Unterstützt wird der FDP-Kandidat vom Gewerbeverein und der SP; die SVP hatte sich für den parteiunabhängigen Kandidaten Beat Bachmann ausgesprochen. Was die veränderte Ausgangslage bedeutet und wo Reto Altherr nun seine Prioritäten setzt, erklärt er im Interview.
TP: Nachdem es zuerst nach einem lebendigen Wahlkampf mit zwei profilierten Kandidaten aussah, sind Sie jetzt alleiniger Kandidat und damit praktisch gewählt. Was bedeutet das für Ihren Wahlkampf?
Reto Altherr: Der Wahlkampf an und für sich wird dadurch natürlich ruhiger, von der Sachlage her ändert sich jedoch nichts. Am 25. September ist der Wahltag, auf den ich hinarbeite und hoffe, das Vertrauen der Teufner Bevölkerung zu erhalten.
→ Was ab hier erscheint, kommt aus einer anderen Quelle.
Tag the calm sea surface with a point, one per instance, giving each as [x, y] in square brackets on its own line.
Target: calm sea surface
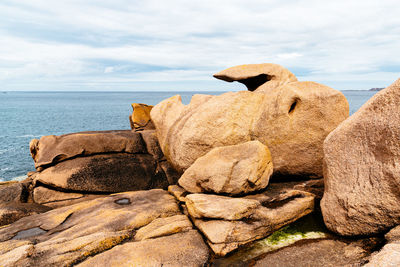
[28, 115]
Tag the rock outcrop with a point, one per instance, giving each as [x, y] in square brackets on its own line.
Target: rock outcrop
[236, 169]
[362, 171]
[258, 77]
[291, 120]
[148, 222]
[140, 118]
[230, 222]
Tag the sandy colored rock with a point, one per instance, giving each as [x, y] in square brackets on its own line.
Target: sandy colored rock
[258, 77]
[220, 207]
[181, 249]
[13, 211]
[105, 173]
[68, 235]
[278, 206]
[10, 191]
[389, 255]
[292, 121]
[140, 118]
[52, 149]
[361, 168]
[237, 169]
[55, 199]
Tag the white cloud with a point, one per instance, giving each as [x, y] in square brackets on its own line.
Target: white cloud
[333, 42]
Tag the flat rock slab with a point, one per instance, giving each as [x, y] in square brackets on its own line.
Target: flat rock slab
[105, 173]
[69, 235]
[226, 230]
[52, 149]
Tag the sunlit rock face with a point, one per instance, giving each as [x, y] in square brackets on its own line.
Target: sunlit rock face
[291, 119]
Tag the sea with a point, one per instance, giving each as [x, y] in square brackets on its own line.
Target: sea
[28, 115]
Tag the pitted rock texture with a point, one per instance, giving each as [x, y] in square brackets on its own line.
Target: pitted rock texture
[258, 77]
[105, 173]
[140, 118]
[361, 168]
[291, 120]
[237, 169]
[230, 222]
[52, 149]
[69, 235]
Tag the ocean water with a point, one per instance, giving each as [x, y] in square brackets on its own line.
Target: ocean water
[28, 115]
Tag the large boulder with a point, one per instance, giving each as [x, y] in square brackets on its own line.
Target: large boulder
[258, 77]
[105, 173]
[291, 120]
[51, 149]
[362, 170]
[148, 222]
[231, 222]
[236, 169]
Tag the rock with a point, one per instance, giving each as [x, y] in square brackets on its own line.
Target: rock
[55, 199]
[69, 235]
[181, 249]
[389, 255]
[258, 77]
[292, 121]
[229, 222]
[140, 118]
[315, 253]
[11, 191]
[105, 173]
[236, 169]
[13, 211]
[361, 170]
[220, 207]
[52, 149]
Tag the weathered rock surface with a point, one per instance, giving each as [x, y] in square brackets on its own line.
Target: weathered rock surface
[315, 253]
[236, 169]
[13, 211]
[292, 121]
[362, 170]
[105, 173]
[258, 77]
[52, 149]
[55, 199]
[140, 118]
[148, 220]
[229, 222]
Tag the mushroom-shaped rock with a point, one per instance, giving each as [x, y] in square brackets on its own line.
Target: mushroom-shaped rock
[235, 169]
[362, 170]
[259, 77]
[292, 121]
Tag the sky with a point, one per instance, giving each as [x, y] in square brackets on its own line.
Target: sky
[177, 45]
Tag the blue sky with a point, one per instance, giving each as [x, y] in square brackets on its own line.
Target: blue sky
[178, 45]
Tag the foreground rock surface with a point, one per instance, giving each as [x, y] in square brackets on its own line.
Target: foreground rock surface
[237, 169]
[229, 222]
[105, 173]
[292, 121]
[52, 149]
[362, 171]
[145, 220]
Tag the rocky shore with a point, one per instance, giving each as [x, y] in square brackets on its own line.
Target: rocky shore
[278, 175]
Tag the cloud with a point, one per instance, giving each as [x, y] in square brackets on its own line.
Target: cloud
[345, 44]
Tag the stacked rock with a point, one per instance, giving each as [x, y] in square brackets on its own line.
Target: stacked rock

Was sind die aktuellen Herausforderungen und wie gehen Sie diese an?
Die grosse Fragestellung ist im Moment ganz klar die Ortsdurchfahrt mit der Dorfplatzgestaltung, ein Sachthema, das ich mit breiter Abstützung sachlich angehen will.
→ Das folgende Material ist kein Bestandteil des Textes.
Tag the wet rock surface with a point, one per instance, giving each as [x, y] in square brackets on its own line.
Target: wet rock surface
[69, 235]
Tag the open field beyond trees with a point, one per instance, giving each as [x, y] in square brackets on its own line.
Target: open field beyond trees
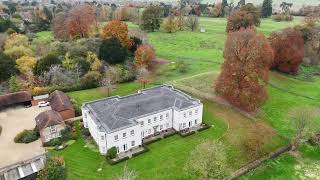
[204, 54]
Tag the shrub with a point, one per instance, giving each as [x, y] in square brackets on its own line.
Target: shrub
[282, 17]
[66, 133]
[27, 136]
[85, 132]
[91, 79]
[45, 63]
[111, 51]
[182, 66]
[54, 169]
[111, 153]
[151, 18]
[7, 67]
[53, 142]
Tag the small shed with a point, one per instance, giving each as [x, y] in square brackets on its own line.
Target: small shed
[61, 103]
[49, 123]
[17, 98]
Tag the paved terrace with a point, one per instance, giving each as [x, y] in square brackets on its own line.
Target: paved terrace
[14, 120]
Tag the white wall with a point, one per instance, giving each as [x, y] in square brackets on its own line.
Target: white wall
[181, 119]
[127, 140]
[175, 120]
[147, 128]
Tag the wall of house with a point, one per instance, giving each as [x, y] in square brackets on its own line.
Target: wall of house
[98, 136]
[51, 132]
[187, 118]
[160, 121]
[155, 123]
[125, 139]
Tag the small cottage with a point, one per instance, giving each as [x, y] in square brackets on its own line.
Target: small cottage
[61, 103]
[50, 124]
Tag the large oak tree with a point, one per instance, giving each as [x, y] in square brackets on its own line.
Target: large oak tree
[248, 57]
[288, 46]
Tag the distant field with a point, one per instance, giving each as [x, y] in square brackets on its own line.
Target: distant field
[204, 53]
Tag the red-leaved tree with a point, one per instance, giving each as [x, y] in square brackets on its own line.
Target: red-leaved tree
[288, 46]
[144, 56]
[119, 30]
[248, 57]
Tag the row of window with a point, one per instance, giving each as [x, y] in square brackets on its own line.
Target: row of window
[190, 113]
[155, 119]
[124, 135]
[125, 147]
[184, 125]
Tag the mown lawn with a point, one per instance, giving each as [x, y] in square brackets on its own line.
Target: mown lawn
[204, 53]
[304, 165]
[165, 160]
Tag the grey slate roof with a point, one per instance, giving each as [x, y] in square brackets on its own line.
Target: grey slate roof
[115, 113]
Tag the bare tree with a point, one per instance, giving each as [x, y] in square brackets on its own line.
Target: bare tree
[304, 120]
[127, 174]
[111, 77]
[58, 76]
[143, 76]
[192, 23]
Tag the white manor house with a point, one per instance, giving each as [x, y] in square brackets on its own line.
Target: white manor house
[123, 122]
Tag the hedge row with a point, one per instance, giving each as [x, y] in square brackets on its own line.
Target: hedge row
[152, 141]
[169, 135]
[187, 134]
[145, 149]
[113, 162]
[47, 90]
[206, 126]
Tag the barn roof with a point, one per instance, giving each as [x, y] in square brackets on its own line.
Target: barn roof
[48, 118]
[60, 101]
[14, 98]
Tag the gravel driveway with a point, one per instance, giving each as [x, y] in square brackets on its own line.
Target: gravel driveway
[14, 120]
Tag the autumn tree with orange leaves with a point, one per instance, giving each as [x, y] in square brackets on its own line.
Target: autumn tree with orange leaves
[75, 23]
[248, 57]
[119, 30]
[248, 16]
[288, 46]
[144, 56]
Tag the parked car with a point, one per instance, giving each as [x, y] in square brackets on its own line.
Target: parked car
[43, 104]
[27, 106]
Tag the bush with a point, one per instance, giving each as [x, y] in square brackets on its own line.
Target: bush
[145, 149]
[54, 169]
[91, 79]
[111, 153]
[66, 133]
[182, 66]
[27, 136]
[85, 132]
[113, 162]
[282, 17]
[45, 63]
[53, 142]
[111, 51]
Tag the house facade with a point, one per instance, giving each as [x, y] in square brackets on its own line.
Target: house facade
[123, 122]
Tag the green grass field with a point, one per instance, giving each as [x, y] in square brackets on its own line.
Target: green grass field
[204, 53]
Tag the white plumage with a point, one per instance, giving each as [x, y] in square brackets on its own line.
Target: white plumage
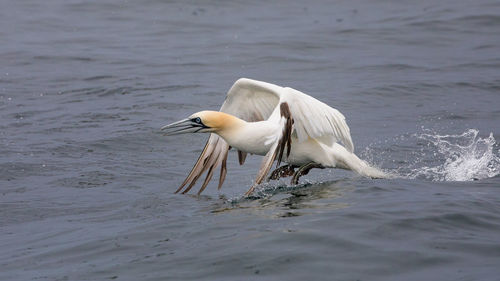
[279, 122]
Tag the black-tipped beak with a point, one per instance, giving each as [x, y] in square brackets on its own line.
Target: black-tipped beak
[183, 126]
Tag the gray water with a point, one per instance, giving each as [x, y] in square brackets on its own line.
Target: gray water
[87, 179]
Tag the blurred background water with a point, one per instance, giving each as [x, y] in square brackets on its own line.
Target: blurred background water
[87, 179]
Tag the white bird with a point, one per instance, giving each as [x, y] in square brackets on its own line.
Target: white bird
[279, 123]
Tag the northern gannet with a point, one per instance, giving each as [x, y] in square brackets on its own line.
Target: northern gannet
[279, 123]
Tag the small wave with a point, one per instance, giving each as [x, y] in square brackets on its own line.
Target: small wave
[431, 156]
[463, 157]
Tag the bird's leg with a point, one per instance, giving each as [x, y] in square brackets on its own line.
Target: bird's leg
[303, 170]
[282, 172]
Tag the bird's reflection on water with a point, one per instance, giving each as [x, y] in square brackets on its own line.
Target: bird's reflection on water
[290, 201]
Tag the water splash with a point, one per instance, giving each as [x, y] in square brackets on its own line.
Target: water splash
[431, 156]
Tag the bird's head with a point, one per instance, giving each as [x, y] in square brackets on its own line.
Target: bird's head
[201, 122]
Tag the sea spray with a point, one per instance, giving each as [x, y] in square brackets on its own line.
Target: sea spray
[438, 157]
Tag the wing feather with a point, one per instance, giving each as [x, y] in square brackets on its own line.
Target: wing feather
[254, 101]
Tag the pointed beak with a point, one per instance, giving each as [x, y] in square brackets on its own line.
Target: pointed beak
[183, 126]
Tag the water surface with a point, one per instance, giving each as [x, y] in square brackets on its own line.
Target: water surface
[87, 179]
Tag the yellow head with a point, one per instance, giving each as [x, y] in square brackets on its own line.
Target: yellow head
[203, 122]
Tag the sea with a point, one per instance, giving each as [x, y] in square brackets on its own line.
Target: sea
[87, 179]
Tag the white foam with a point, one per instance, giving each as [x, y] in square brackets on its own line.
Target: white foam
[437, 157]
[463, 157]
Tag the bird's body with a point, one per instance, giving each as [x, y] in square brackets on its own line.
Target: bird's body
[279, 123]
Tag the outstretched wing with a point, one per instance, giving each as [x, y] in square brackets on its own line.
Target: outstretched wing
[247, 99]
[315, 119]
[253, 101]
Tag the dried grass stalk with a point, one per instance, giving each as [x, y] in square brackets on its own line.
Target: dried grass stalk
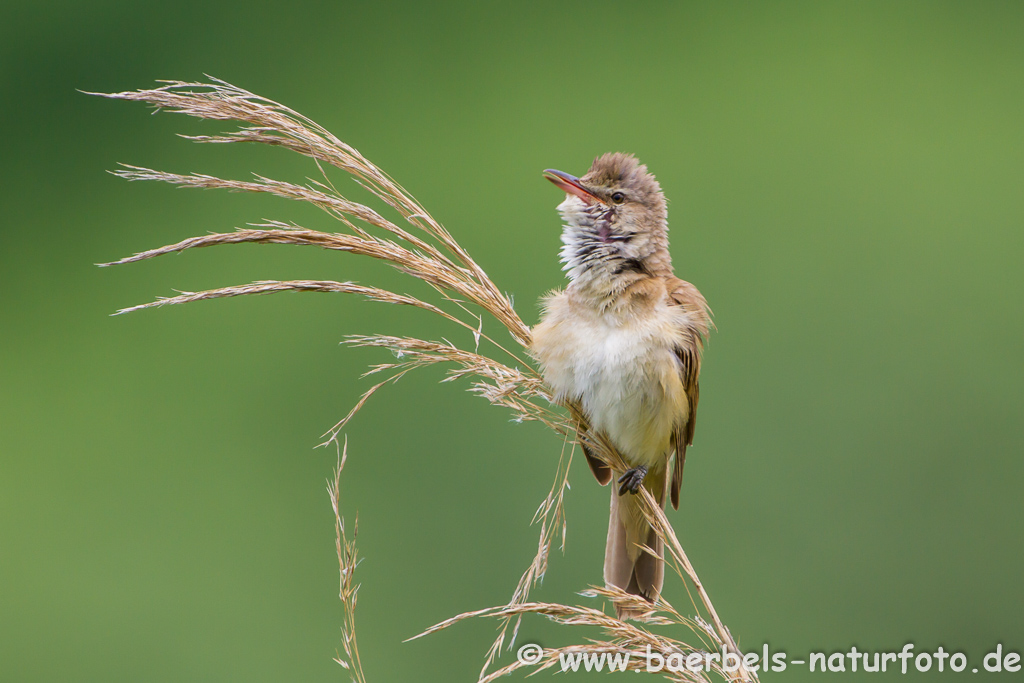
[426, 251]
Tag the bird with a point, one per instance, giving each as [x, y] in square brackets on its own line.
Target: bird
[624, 343]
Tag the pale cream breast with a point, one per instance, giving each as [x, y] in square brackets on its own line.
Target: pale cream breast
[622, 368]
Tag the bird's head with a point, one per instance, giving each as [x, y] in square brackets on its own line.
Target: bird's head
[615, 221]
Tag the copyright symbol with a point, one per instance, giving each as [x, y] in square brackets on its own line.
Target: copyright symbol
[529, 653]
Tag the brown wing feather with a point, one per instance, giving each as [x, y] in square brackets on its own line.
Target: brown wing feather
[688, 351]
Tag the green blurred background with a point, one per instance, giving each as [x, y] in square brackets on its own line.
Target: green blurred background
[846, 188]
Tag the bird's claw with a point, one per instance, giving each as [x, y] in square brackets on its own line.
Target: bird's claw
[632, 480]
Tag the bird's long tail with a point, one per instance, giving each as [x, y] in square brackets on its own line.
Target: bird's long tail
[626, 565]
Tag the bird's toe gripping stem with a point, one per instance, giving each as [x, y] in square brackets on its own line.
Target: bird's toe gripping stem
[632, 480]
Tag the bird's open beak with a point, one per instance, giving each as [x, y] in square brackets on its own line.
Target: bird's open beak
[570, 184]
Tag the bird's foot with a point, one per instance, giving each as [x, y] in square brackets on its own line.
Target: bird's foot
[632, 480]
Die FDP hat eine Initiative gestartet, in der sie effizientere Strukturen und eine Verkleinerung des Gemeinderates will. Wie stellen Sie sich dazu?
Die Überprüfung der Strukturen ist ein permanenter Prozess, der immer wieder angestossen werden muss. Ich möchte mir aber zuerst selber ein Bild machen, wie der Gemeinderat funktioniert, in der jetzigen Zusammensetzung mit neun Personen. Und wenn ich zum Schluss käme, dass da Handlungsbedarf besteht, würde ich das auch entsprechend initiieren.
Sie seien ausgleichend und konsensorientiert, schreibt die FDP in der Wahlempfehlung. Sie äussern sich eher diplomatisch und ecken damit nirgends an. Besteht da nicht auch die Gefahr, dass der Eindruck entsteht, Sie seien farblos und wollten es allen recht machen, und dass man Ihnen nicht zutraut, auch einmal energisch auf den Tisch klopfen zu können?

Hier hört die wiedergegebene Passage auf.